Mr. Obama also plans to overhaul our tax code - reducing taxes to less than 18.2 percent of the economy, lower than the rate when Ronald Reagan was president. He will cut taxes for 95 percent of workers and their families, saving the average working couple $1,000. He will eliminate tax cuts for seniors making up to $50,000 and cut taxes for education, health care and retirement savings. And he will cut taxes for small businesses, exempting them from capital-gains taxes and providing a 50 percent tax credit to help them pay for health care.

To help pay for these tax cuts, Mr. Obama will ask those families making more than $250,000 annually to give up a portion of the windfall tax cuts President Bush has given them over the past eight years. They will still face tax rates that are lower than the 1990s - including dividend rates that are 39 percent lower than what President Bush proposed in his 2001 tax cut. And Mr. Obama will end tax breaks for oil companies, shut down international tax shelters and reform the corporate tax code to eliminate loopholes for special interests. Under Mr. Obama's plan, families making less than $250,000 a year will not see a single penny in tax increases. Middle-class families will get a tax cut. And over the next few years, we will reduce the deficit and increase our investments in families.
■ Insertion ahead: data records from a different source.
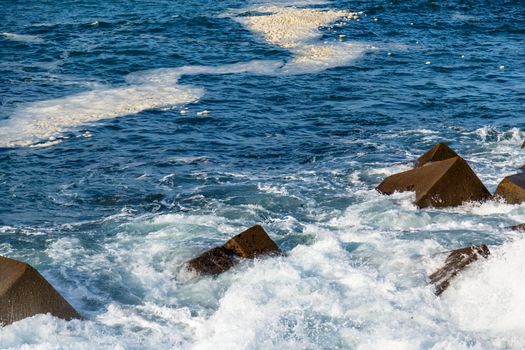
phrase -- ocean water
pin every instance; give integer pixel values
(134, 135)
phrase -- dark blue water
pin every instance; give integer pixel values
(112, 210)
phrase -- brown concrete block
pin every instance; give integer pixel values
(456, 262)
(520, 227)
(439, 152)
(212, 262)
(445, 183)
(251, 243)
(25, 293)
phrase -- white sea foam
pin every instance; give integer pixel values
(359, 285)
(297, 30)
(47, 119)
(22, 37)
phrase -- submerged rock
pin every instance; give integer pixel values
(439, 152)
(25, 293)
(251, 243)
(212, 262)
(445, 183)
(457, 261)
(512, 189)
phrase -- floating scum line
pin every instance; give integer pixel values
(293, 28)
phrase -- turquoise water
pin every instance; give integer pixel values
(135, 135)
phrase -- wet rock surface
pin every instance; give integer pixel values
(520, 227)
(24, 292)
(456, 261)
(446, 183)
(512, 189)
(212, 262)
(439, 152)
(252, 243)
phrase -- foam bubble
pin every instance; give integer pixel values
(47, 119)
(297, 30)
(22, 37)
(489, 297)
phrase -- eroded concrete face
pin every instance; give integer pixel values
(25, 293)
(212, 262)
(446, 183)
(457, 261)
(439, 152)
(252, 243)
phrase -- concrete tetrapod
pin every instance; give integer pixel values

But we know that the biggest fiscal challenges America will face will emerge not during the next few years, but over the next few decades. Thanks to medical and scientific advances, more people are living longer than ever before, straining programs like Social Security and Medicare. That is why Mr. Obama will work together with both parties in Congress to strengthen Social Security, asking those making more than $250,000 a year to pay their fair share in taxes, in the neighborhood of 2 percent to 4 percent in combined employer and employee payments starting more than a decade from now. This is an approach that Republican Sen. Lindsey Graham floated and that Mr. McCain previously said he could support.

The most pressing threat to our economic future, however, is not demography, but the rapid rise in national health spending. Singling out Medicare and Medicaid for cuts and leaving seniors and our most vulnerable families to fend for themselves simply is not the answer. Instead, Mr. Obama plans to implement dramatic reforms to lower the cost of health care in the public and private sectors, including investments in health information technology to save administrative costs, and improve insurance market competition and preventative care to help people avoid serious - and costly - illnesses.

America needs a new economic strategy - a strategy that is both pro-growth and pro-family. We need a leader who understands that in order to truly invest in our families, we need to cut our deficit - and that in order to give middle-class families the tax cuts they deserve, we need to cut unnecessary government spending. And we need a president willing and able to make the tough decisions to turn ideas into plans and plans into policies. Barack Obama will be that president.

Jason Furman is the economic policy director for Obama for America.